Stephanie Kegan Unravels a Bomber’s Family in Golden State
Photo by Jennifer Hartling“The Bay Area was in the midst of an autumn heat wave, hot, dry and unnatural. The air electric against my skin, I had the sense that a single match could ignite us all…”
In Golden State, Natalie Askedahl has a charmed life. A happy marriage. Two sweet daughters. A career she loves. But her perfect life shatters when a bomber targets universities across California, and the bomber’s manifesto reads like the last letter she received from her estranged brother, Bobby. Torn between family loyalty and protecting others, Natalie finds her life spiraling out of control as is accused of orchestrating the violence.
Paste caught up with Golden State author Stephanie Kegan to discuss her inspiration for the book, mental illness and capital punishment.
Paste: What sparked your imagination to write this novel?
Kegan: It was more like several sparks that ignited into one. I’ve always been interested in sibling relationships, especially when brothers and sisters who share the same childhood grow up to be radically different from each other. Over the years, I’ve found myself drawn to media stories about ordinary people who wind up in the news because of a something horrible a family member has done. I couldn’t help imagining what it might be like to be in their shoes. On another track, I was thinking about how hard it is for kids today to pay for college compared to my generation, when Californians supported tuition-free higher education. Somehow those threads worked their way together in an idea for a novel that would touch on the loss of the California dream through the shattered dreams of one California family—a family with a son who does something awful.

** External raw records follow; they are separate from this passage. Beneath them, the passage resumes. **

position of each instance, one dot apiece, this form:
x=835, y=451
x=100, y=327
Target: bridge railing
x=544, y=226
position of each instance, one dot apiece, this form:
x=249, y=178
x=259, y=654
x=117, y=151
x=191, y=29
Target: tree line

Paste: Why did you choose to tell the story from Natalie’s point of view?
Kegan: I was never interested in getting inside the mind of a killer. I wanted to live in his sister’s head. What would it be like to have your privacy destroyed overnight? To have the press camped out on your doorstep? To have strangers in the media analyzing your family’s supposed pathology? What would it be like to face your friends, your co-workers, your neighbors? How would you explain the situation to your children? In terms of my characters, no one else in the novel shares the relationship that Natalie has with her brother, or is as torn as she is between helping her brother and protecting her children. Although I could have written the book from Natalie’s point of view without using the first person, I wanted the immediacy and the honesty of the voice inside her head. I didn’t want to let myself off the hook from having to deal with her anguish and her isolation by placing her at even a slight remove.